Health Benefits Decrease Asthma and Heart Attacks
More than 2.4 million people live within half a mile of at least one large warehouse and those areas have higier rates of asthma and heart attacks, and are disproportionately Black and Latino, district officials said.
The agency’s 13-member board was expected to vote on the rule following an online public hearing. Presentation of the proposal began after board members honored clean-air trailblazer William A. Burke, who is retiring after 23 years as chairman.
“Today is historical. It couldn’t be a better day to go home,” Burke said.

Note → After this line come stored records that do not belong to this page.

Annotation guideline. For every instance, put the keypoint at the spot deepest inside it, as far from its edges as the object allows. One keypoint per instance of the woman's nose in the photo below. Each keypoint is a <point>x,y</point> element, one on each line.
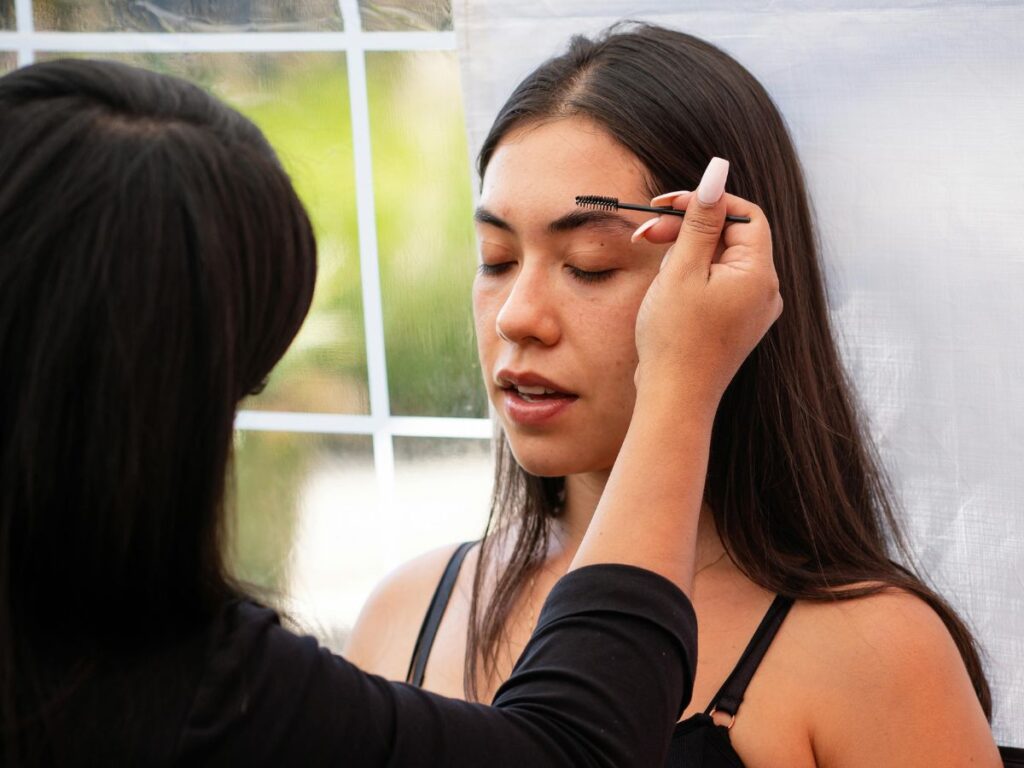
<point>528,314</point>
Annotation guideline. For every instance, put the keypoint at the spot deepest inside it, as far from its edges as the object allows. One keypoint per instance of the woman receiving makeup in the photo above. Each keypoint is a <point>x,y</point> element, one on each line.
<point>155,264</point>
<point>816,648</point>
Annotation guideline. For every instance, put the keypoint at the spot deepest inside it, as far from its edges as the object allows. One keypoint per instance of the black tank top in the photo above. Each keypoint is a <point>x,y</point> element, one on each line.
<point>696,741</point>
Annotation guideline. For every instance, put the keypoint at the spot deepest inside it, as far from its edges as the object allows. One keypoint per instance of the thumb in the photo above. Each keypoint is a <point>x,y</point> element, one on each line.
<point>701,228</point>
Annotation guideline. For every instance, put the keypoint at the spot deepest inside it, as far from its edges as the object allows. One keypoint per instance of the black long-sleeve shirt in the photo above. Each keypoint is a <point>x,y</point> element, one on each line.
<point>601,682</point>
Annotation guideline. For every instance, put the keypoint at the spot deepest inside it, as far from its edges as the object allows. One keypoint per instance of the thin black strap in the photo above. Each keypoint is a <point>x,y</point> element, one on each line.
<point>1013,757</point>
<point>425,640</point>
<point>731,693</point>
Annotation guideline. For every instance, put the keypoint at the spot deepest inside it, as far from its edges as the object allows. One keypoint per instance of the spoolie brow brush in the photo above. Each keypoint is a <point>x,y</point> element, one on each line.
<point>610,204</point>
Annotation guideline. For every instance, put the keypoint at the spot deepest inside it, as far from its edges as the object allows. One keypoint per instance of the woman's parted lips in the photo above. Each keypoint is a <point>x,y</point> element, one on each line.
<point>529,383</point>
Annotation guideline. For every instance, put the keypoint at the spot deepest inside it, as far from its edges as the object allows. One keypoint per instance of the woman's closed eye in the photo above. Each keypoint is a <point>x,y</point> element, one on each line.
<point>494,269</point>
<point>585,275</point>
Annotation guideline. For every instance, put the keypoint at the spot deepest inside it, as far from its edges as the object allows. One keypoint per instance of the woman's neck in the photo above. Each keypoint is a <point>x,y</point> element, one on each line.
<point>583,492</point>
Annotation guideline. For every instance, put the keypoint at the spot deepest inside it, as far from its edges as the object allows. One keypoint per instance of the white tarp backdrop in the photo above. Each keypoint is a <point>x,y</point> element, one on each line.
<point>909,121</point>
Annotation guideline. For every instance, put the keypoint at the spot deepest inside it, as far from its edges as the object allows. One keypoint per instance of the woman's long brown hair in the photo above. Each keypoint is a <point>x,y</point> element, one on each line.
<point>799,495</point>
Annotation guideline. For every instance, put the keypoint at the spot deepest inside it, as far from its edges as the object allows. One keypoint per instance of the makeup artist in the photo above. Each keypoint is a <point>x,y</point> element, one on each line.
<point>155,264</point>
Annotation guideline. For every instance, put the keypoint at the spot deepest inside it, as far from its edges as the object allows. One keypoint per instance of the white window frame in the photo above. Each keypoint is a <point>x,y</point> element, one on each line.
<point>354,42</point>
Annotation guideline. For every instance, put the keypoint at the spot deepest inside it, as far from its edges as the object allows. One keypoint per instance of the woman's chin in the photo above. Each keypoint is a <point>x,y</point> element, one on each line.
<point>544,464</point>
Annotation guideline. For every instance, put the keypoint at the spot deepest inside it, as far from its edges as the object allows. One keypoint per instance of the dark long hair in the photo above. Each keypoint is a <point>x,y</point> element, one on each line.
<point>155,264</point>
<point>798,494</point>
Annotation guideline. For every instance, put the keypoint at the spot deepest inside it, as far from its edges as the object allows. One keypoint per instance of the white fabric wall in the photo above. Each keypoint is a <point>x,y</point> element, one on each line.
<point>909,120</point>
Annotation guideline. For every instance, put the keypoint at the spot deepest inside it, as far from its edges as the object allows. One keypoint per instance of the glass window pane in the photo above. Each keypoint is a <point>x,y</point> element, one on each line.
<point>442,492</point>
<point>307,526</point>
<point>187,15</point>
<point>406,14</point>
<point>425,235</point>
<point>300,100</point>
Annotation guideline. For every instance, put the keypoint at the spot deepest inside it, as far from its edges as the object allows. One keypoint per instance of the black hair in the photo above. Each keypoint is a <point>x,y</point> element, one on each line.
<point>155,264</point>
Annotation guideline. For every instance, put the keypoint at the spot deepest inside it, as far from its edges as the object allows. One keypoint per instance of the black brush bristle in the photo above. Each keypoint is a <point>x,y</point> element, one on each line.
<point>597,201</point>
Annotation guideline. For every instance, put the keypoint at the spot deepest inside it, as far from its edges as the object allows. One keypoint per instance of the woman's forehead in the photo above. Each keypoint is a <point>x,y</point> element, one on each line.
<point>543,167</point>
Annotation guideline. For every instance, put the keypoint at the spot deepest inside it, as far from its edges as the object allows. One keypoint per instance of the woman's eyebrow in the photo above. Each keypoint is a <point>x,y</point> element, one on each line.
<point>571,220</point>
<point>578,219</point>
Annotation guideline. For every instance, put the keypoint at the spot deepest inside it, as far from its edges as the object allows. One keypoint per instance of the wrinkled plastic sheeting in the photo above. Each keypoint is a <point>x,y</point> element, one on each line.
<point>188,15</point>
<point>406,15</point>
<point>909,121</point>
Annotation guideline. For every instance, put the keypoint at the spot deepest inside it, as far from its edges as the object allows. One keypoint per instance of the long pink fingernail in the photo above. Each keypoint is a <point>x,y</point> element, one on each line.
<point>667,199</point>
<point>713,183</point>
<point>642,229</point>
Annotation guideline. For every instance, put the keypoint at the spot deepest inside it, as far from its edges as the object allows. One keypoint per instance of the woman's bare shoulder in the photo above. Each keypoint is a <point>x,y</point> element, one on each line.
<point>385,632</point>
<point>890,686</point>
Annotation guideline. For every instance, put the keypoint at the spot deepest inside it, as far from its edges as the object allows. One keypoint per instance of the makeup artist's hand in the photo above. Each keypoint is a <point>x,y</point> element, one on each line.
<point>715,298</point>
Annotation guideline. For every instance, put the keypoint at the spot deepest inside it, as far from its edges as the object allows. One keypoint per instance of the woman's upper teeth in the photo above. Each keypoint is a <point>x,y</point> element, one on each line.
<point>534,390</point>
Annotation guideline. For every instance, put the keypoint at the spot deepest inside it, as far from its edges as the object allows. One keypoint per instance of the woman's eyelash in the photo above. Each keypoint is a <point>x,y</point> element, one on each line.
<point>581,274</point>
<point>492,269</point>
<point>586,276</point>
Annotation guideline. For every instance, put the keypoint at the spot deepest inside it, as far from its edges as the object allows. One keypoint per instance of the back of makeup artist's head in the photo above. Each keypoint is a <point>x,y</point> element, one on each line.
<point>155,264</point>
<point>798,495</point>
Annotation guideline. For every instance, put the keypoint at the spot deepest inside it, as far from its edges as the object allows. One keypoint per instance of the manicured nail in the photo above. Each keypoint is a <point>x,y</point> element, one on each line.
<point>667,199</point>
<point>713,183</point>
<point>642,229</point>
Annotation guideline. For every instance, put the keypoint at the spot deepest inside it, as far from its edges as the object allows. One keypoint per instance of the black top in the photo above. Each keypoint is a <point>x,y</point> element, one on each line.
<point>246,691</point>
<point>697,741</point>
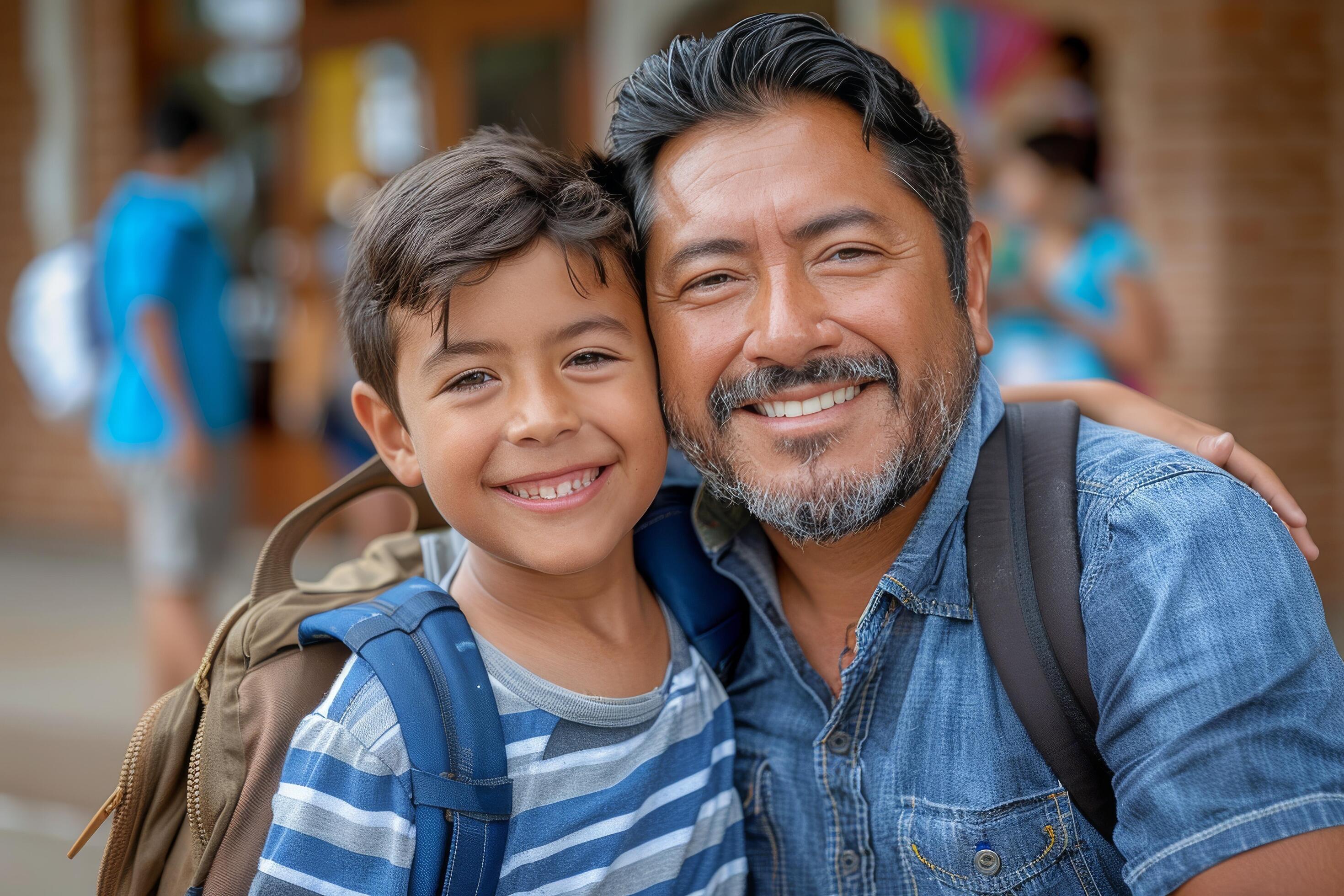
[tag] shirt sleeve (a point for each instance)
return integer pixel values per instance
(342, 820)
(1221, 689)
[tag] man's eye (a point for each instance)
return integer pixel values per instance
(591, 359)
(713, 280)
(469, 381)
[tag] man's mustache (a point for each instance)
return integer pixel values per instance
(731, 393)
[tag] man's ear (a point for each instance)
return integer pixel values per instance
(389, 436)
(977, 287)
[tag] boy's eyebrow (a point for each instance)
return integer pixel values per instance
(445, 352)
(448, 351)
(598, 323)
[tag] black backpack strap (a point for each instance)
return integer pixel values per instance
(709, 608)
(1024, 573)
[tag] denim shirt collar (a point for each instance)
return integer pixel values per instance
(921, 577)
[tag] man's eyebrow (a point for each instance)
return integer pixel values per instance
(596, 324)
(832, 221)
(688, 253)
(448, 351)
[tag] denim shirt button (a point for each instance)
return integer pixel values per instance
(988, 863)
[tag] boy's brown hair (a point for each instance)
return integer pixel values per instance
(452, 219)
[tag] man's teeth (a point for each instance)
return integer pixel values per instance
(814, 405)
(551, 491)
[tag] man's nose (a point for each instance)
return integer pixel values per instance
(789, 320)
(544, 413)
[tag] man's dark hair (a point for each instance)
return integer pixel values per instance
(1066, 152)
(761, 62)
(452, 219)
(174, 123)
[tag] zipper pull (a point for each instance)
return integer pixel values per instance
(96, 822)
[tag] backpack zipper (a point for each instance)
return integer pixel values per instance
(195, 812)
(120, 801)
(124, 778)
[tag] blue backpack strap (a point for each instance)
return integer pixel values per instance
(707, 606)
(417, 641)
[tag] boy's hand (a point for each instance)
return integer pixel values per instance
(1223, 450)
(1116, 405)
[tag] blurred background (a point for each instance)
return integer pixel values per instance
(1159, 178)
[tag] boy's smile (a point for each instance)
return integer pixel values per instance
(553, 492)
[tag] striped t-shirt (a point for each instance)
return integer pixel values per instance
(611, 796)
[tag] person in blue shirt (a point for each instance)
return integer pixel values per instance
(816, 289)
(1072, 291)
(172, 398)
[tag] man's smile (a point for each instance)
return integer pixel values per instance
(804, 402)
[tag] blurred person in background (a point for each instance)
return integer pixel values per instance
(1074, 293)
(172, 397)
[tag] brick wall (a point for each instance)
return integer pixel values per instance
(1220, 117)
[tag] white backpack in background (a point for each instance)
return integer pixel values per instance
(54, 330)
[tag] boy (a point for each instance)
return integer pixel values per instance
(504, 363)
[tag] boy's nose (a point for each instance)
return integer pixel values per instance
(541, 416)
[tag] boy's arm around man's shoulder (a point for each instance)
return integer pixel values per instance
(1221, 691)
(343, 815)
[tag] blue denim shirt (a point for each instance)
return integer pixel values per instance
(1221, 696)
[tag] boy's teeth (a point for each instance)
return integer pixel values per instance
(814, 405)
(558, 491)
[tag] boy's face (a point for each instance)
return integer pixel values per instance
(541, 393)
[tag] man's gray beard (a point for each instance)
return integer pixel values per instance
(838, 506)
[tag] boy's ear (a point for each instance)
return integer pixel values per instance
(389, 436)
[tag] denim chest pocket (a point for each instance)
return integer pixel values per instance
(1023, 847)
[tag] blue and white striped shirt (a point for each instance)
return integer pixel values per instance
(611, 796)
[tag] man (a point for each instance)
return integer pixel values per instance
(172, 394)
(816, 288)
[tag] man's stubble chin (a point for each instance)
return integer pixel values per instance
(817, 500)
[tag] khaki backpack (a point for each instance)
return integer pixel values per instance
(191, 808)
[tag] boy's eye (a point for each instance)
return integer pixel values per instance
(591, 359)
(469, 381)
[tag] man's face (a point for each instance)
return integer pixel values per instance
(814, 362)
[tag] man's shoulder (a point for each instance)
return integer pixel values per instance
(1113, 463)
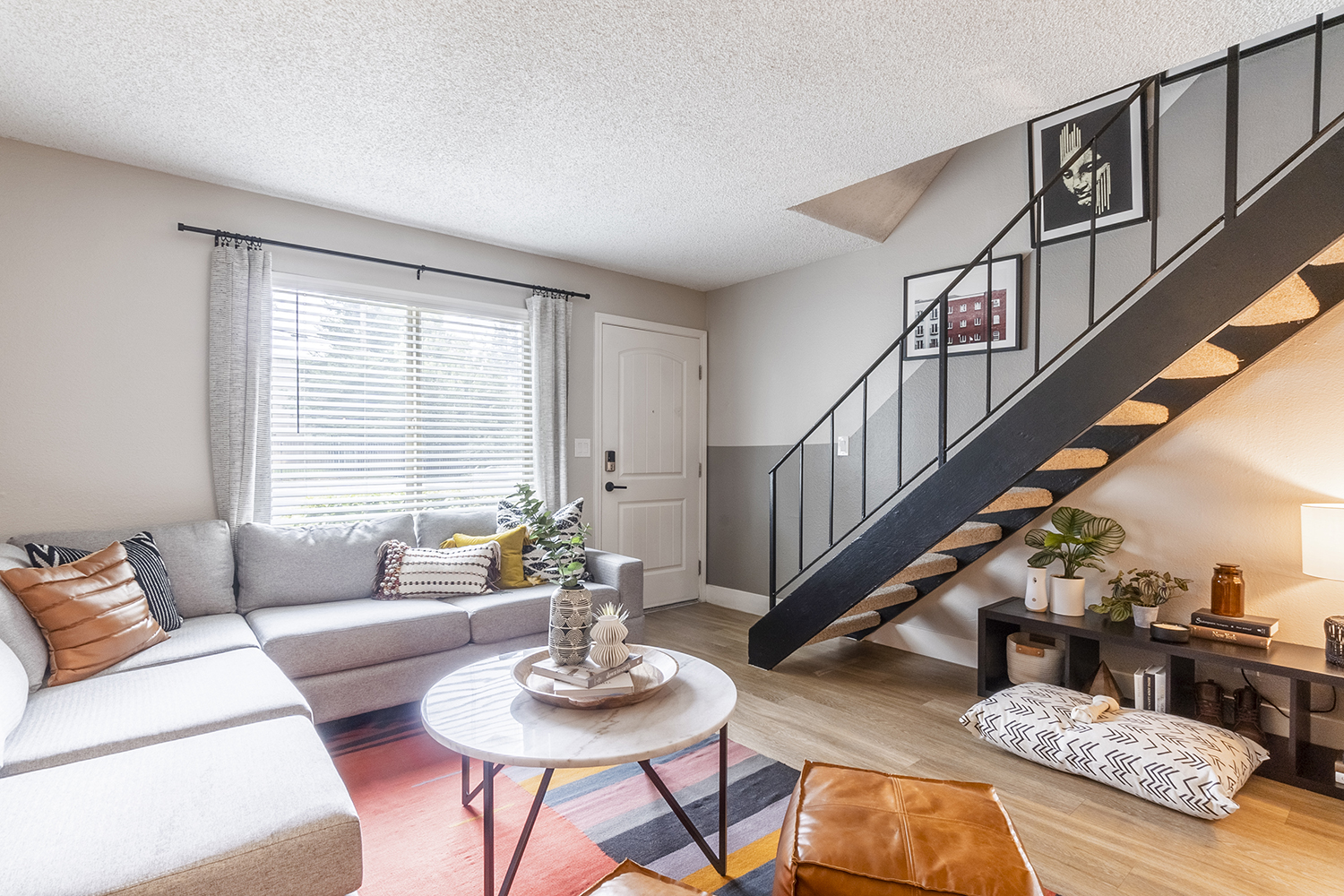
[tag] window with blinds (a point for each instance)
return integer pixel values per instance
(381, 408)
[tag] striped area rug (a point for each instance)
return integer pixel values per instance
(419, 839)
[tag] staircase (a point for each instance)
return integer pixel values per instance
(1258, 274)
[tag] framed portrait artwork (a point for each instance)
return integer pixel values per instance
(1110, 177)
(983, 311)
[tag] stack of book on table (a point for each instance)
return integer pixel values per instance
(589, 677)
(1150, 688)
(1253, 632)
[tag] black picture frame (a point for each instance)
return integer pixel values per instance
(1117, 187)
(975, 339)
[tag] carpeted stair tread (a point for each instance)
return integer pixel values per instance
(1203, 360)
(1289, 301)
(1075, 460)
(847, 625)
(884, 597)
(1136, 414)
(1021, 498)
(969, 533)
(924, 567)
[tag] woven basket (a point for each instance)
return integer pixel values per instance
(1026, 665)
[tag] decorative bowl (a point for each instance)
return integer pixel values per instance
(650, 676)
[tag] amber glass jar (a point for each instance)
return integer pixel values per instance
(1228, 590)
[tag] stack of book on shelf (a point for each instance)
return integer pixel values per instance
(589, 677)
(1253, 632)
(1150, 688)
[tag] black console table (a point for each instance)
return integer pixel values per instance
(1293, 761)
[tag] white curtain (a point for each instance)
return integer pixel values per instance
(550, 319)
(239, 382)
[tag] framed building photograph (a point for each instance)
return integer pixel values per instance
(1109, 177)
(984, 311)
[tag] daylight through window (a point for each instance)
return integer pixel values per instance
(379, 408)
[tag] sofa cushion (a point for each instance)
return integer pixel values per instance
(198, 637)
(91, 611)
(18, 627)
(316, 638)
(253, 809)
(289, 565)
(511, 614)
(136, 708)
(13, 694)
(435, 527)
(199, 557)
(145, 560)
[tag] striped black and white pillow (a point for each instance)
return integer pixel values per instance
(537, 565)
(145, 562)
(435, 573)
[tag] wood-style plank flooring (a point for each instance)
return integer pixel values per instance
(868, 705)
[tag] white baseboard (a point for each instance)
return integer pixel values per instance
(926, 642)
(745, 600)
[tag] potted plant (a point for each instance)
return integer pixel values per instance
(572, 605)
(1078, 538)
(1139, 592)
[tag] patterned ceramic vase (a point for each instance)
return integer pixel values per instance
(609, 641)
(572, 616)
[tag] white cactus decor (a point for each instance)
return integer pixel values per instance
(607, 637)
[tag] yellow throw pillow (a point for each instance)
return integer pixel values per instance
(511, 554)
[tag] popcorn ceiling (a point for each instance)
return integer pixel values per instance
(661, 140)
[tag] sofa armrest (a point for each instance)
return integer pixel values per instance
(621, 573)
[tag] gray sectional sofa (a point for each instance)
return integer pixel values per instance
(194, 766)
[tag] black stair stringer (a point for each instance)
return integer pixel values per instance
(1268, 242)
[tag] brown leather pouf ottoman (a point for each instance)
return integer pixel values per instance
(863, 833)
(631, 879)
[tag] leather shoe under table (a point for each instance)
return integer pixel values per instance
(865, 833)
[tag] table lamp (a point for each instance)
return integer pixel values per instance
(1322, 556)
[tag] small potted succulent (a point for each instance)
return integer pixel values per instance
(572, 605)
(1078, 538)
(1139, 592)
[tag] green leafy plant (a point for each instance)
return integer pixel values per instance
(1080, 538)
(1142, 587)
(564, 551)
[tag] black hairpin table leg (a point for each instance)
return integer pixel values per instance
(720, 861)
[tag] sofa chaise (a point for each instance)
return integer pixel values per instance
(194, 766)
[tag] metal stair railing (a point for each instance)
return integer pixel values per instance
(1148, 90)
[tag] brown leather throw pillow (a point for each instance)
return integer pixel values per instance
(91, 611)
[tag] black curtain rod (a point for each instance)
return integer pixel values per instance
(418, 269)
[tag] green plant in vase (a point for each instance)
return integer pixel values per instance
(1139, 592)
(1078, 540)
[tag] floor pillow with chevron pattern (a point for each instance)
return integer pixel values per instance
(1171, 761)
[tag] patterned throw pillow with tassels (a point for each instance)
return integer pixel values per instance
(537, 565)
(432, 573)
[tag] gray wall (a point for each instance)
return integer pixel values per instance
(102, 327)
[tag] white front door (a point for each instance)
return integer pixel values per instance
(650, 435)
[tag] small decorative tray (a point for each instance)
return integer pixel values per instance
(650, 677)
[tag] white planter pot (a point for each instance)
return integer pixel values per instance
(1144, 616)
(1066, 597)
(1038, 592)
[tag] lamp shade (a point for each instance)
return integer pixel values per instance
(1322, 540)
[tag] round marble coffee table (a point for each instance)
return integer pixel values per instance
(480, 712)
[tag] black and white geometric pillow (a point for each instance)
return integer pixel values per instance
(1171, 761)
(435, 573)
(145, 562)
(537, 567)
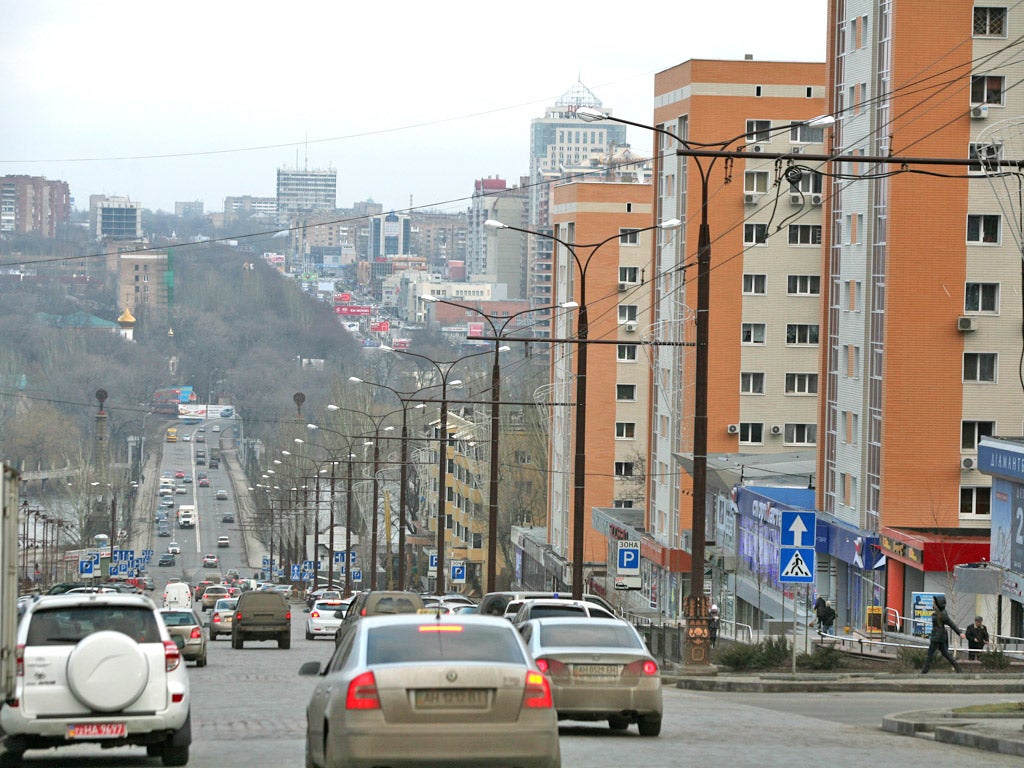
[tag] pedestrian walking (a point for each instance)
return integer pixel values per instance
(977, 638)
(939, 641)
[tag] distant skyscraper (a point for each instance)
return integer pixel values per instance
(305, 192)
(557, 141)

The district said in a socioeconomic impact assessment report earlier this year that the regulations would provide public health benefits worth $2.7 billion from 2022 to 2031 — including 5,800 fewer asthma attacks and 300 fewer deaths.
“The health benefits will be immense,” said Adrian Martinez, an attorney for the environmental group Earthjustice. “The way we move goods in this country has got to be electric, for the sake of clean air and a breathable future.”
Goods-Distribution Industry Rejects Proposal
The goods-distribution industry is urging air quality regulators to reject the proposal, saying the rule amounts to a tax and is beyond the legal authority of the South Coast district.
B.J. Patterson, chief executive of Pacific Mountain Logistics, which employs more than 65 people at a 200,000-square-foot (18,580-square meter) warehouse in San Bernardino, said the rule would unfairly penalize his operation for pollution that is out of his control. Patterson told the Los Angeles Times he wants the air board to send the proposal “back to the drawing board.”
Patterson said he did not know which of the compliance options his company would select. Most of the forklifts used inside are already electric, he said, and he does not control which trucks come in and out.
Opting to pay the mitigation fees would cost his business close to $200,000 a year, he estimated.
Patterson said his clients, which include large retailers and food companies, “have made it very clear that they don’t think this is their issue and they don’t want to pay.”
South Coast district officials said they are acting in order to meet federal smog-reduction deadlines in 2023 and 2031.